Travis Bader: [01:46:25] From my background in training, the one thing that I found intriguing through this is how you and others defaulted to what they knew, defaulted to their training. So you talked about gouging the eyes of the bear because that was something, somewhere ingrained in you that that’s a good technique. Poking the eyes for defensive, whatever it might be, or the fact that you never let go of that knife again afterwards or. 
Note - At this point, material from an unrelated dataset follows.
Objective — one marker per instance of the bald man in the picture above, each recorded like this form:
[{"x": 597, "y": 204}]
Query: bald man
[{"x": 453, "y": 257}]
[01:46:54] It’s a, originally started with just a death grip knowing hey I remember. Innately, you’ve been trained because you’ve heard the stories about that guy who stabbed the bear in the neck number of times and killed the bear. And how we just revert to essentially what we know. And from a training standpoint, even the first aid that people go through to take a first aid course and a month later, forget everything.

[01:47:22] Having an awareness, having a your story as a reminder, you’re that guy now. You are that guy that people will be thinking about in the future. They’re on their bike, okay, I’m going to put my bike between me and the bear, I got my pole, oh, right I got a knife right? Or maybe they’ll think he really wished he had bear spray.

Colin Dowler: [01:47:44] And an air horn.

Travis Bader: [01:47:45] And an air horn. I’m going to go out, so thank you very, very much for sharing this with me, sharing this with the listeners. What an incredible tale.

Colin Dowler: [01:47:55] For sure. Don’t underestimate the wildlife out there.